И Андреичев вдруг смолк, окаменел, прикрыл голову тощими руками, как бы защищаясь от удара.
Дружинин вынул из бокового кармана «вальтер» и бросил его в соседнюю комнату под ноги Валентине:
— Держи. Если кто-нибудь ворвется, стреляй.
— Что вы хотите сделать? — дрожащим голосом сказал Андреичев.

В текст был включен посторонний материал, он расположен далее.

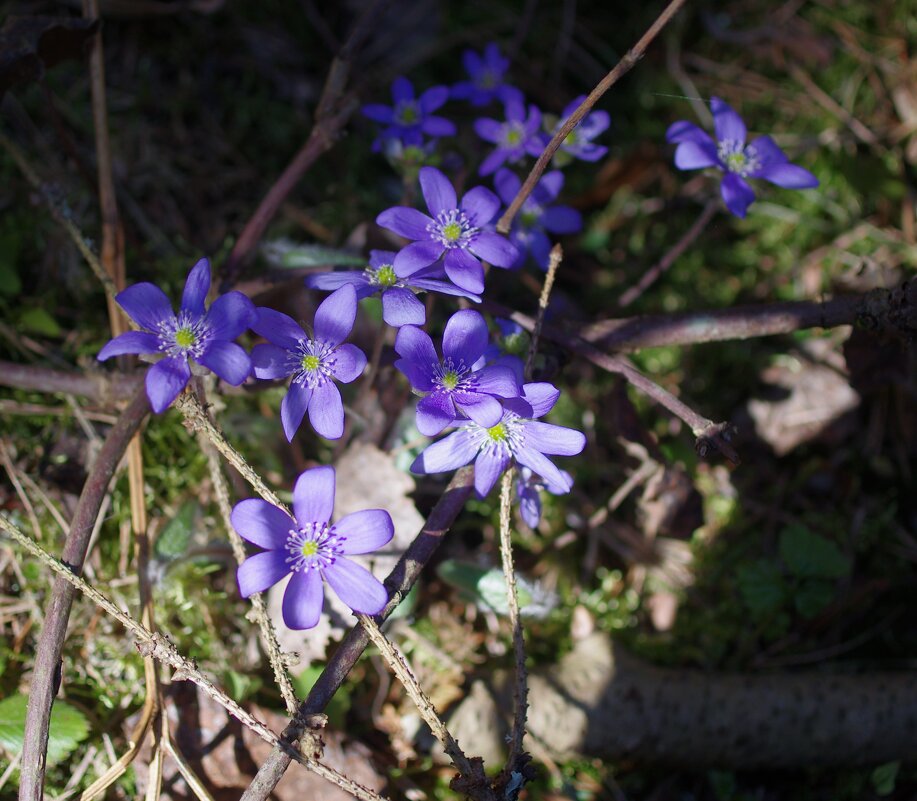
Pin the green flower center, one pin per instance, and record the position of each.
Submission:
(498, 433)
(385, 275)
(185, 337)
(450, 379)
(451, 231)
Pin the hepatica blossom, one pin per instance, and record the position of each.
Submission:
(515, 138)
(454, 387)
(537, 217)
(517, 437)
(486, 71)
(760, 158)
(204, 335)
(400, 305)
(409, 118)
(578, 144)
(315, 361)
(308, 547)
(455, 232)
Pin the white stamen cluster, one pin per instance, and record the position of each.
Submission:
(452, 229)
(313, 363)
(186, 334)
(313, 546)
(741, 159)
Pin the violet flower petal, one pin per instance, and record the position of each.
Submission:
(349, 363)
(260, 571)
(165, 380)
(261, 523)
(416, 256)
(356, 586)
(326, 411)
(303, 600)
(480, 205)
(146, 304)
(465, 336)
(335, 316)
(130, 342)
(313, 495)
(365, 531)
(293, 408)
(197, 285)
(464, 270)
(401, 307)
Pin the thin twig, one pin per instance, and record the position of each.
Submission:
(57, 615)
(398, 583)
(520, 691)
(268, 635)
(662, 266)
(621, 68)
(197, 419)
(557, 254)
(402, 671)
(159, 647)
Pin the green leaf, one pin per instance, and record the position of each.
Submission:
(761, 586)
(174, 538)
(318, 256)
(813, 596)
(809, 555)
(38, 321)
(884, 777)
(68, 728)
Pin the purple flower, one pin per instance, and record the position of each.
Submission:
(529, 488)
(454, 230)
(537, 216)
(315, 362)
(516, 437)
(310, 548)
(399, 295)
(453, 383)
(578, 143)
(517, 137)
(196, 332)
(486, 72)
(409, 118)
(761, 158)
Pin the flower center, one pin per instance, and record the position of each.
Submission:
(313, 546)
(452, 228)
(407, 113)
(313, 363)
(742, 160)
(450, 375)
(184, 335)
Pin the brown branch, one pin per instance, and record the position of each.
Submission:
(398, 583)
(332, 113)
(102, 389)
(662, 266)
(620, 69)
(45, 677)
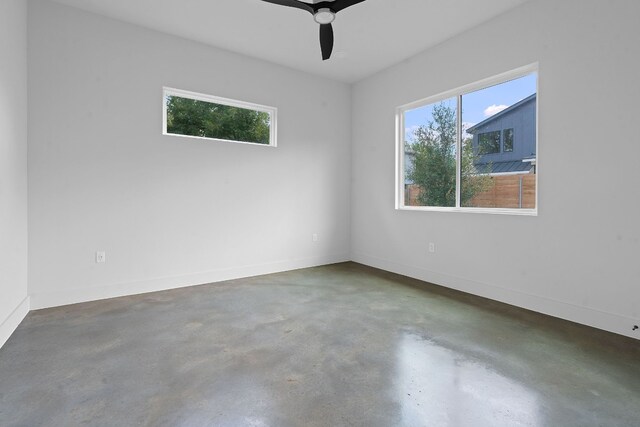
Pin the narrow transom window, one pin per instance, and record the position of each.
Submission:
(471, 149)
(198, 115)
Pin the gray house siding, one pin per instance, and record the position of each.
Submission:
(521, 117)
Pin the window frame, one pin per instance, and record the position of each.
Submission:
(512, 132)
(272, 111)
(459, 92)
(499, 140)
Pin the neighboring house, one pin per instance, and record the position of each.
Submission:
(506, 141)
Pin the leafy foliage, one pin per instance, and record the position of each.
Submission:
(434, 162)
(206, 119)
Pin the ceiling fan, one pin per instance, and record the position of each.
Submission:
(324, 12)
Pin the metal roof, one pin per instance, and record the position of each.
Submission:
(504, 167)
(473, 128)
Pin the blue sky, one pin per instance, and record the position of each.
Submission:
(477, 106)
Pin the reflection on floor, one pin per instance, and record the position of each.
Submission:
(340, 345)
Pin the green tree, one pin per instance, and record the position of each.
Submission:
(199, 118)
(434, 162)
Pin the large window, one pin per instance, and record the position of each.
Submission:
(471, 149)
(203, 116)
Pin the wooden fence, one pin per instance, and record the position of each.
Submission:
(508, 191)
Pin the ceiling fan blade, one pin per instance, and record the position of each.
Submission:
(338, 5)
(326, 40)
(293, 3)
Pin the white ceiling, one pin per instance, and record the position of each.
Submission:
(369, 36)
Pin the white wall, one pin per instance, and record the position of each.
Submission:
(171, 211)
(578, 259)
(14, 302)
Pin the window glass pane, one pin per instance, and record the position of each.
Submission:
(430, 154)
(492, 178)
(193, 117)
(508, 140)
(489, 142)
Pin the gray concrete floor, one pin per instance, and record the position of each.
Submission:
(340, 345)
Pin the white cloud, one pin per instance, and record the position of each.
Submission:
(494, 109)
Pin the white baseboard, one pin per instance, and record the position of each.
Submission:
(584, 315)
(72, 296)
(10, 324)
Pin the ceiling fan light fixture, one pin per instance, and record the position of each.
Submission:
(324, 16)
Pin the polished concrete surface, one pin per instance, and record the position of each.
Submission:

— Молчите! — повторил Дружинин. — Сидите. Не смейте вставать. — Он вплотную подошел к Андреичеву, который отшатнулся от него и с такой силой ударился спиной в стенку, что закачалось маленькое зеркало, сделанное в виде подковы, в зеркальной подковообразной рамке с гранеными зеркальными гвоздиками. — Вы помните, какую вы давали присягу?.. Не помните? Так я вам напомню. Слушайте, вы, мерзавец! — Ноздри Дружинина раздулись и побелели. «В случае измены данной мною клятве, вслух в присутствии товарищей, пусть меня покарает суровая рука полевого партизанского трибунала на месте, где совершена измена, в чем подписываюсь».
— Этого больше никогда не повторится… Я вам сейчас все объясню… Клянусь матерью!.. Вы не имеете права! — вдруг закричал Андреичев страшным, неправдоподобным, каким-то заячьим голосом и внезапно осекся. Его побелевший лоб покрылся потом. Под глазами появились тени, водянисто-голубоватые, как разбавленное молоко. — У меня гланды, — бессмысленно прошептал он.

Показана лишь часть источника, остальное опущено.